A day in the sun. Shooting derby with cross-processed color slide film.

The other reason why, after shooting derby for five years, I was looking forward to shooting my first outdoor bout last month, was the opportunity for shooting cross processed slide film without the need for flash. 

What's cross processed slide film?  Slide film produces a color positive negative.  You look at the film illuminated from behind and you see a "normal' image.  Color print film produces a color negative film, which then becomes color positive when a color print is made.  Each type of color film is processed with it's own chemicals. Cross processing refers to developing film with the "wrong chemicals."  In this case E-6 color slide film is developed in C-41chemicals to produce a color negative that results in prints with odd color shifts.  And they are a bit more grainy and have higher contrast too.

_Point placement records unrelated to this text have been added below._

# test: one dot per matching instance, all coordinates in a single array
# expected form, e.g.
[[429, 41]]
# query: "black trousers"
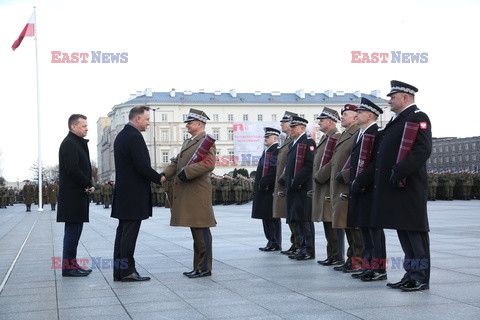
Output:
[[332, 241], [306, 233], [71, 237], [416, 246], [374, 248], [125, 242], [202, 249], [272, 228]]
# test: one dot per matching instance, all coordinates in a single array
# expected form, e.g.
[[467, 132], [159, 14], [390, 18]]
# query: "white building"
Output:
[[167, 131]]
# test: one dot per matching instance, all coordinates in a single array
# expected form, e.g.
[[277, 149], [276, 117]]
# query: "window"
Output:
[[165, 156], [164, 135], [216, 133], [185, 134]]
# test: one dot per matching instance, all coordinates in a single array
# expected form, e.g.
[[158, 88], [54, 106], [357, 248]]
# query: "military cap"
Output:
[[349, 107], [195, 114], [368, 105], [398, 86], [271, 132], [288, 116], [296, 120], [330, 114]]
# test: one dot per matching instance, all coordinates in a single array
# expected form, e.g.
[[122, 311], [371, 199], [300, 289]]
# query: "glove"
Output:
[[394, 179], [339, 178], [355, 187], [182, 176]]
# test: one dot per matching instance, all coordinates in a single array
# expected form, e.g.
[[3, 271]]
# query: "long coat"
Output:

xpro_faultline_devilz_vs_tulare_kings_0005130-R1-E001

xpro_faultline_devilz_vs_tulare_kings_0005130-R1-E017

xpro_faultline_devilz_vs_tulare_kings_0005130-R1-E033

xpro_faultline_devilz_vs_tulare_kings_0005130-R1-E032

The full flickr set (of the frames I selected from a single roll of film) is here: http://www.flickr.com/photos/nocklebeast/sets/72157633002285885/

This roll of film was shot with a Zeiss Ikon (with a Leica 90mm Summarit lens).  It's a 35mm film rangefinder. Several years ago, I read a review comparing the Leica M7 with the Zeiss Ikon.  While the reviewer thought the Leica might be a little bit better overall, the viewfinder is a little larger and brighter than Leica's. So when Zeiss announced they were discontinuing the chrome-topped (chrome is sexy!)  Zeiss Ikon, I bought one of the last cameras off Adorama.com. Zeiss has since announced they are discontinuing the all-black Zeiss Ikon as well. The finder on the Zeiss is sooo yummy.  It's a bigger and brighter than the finder on my M8.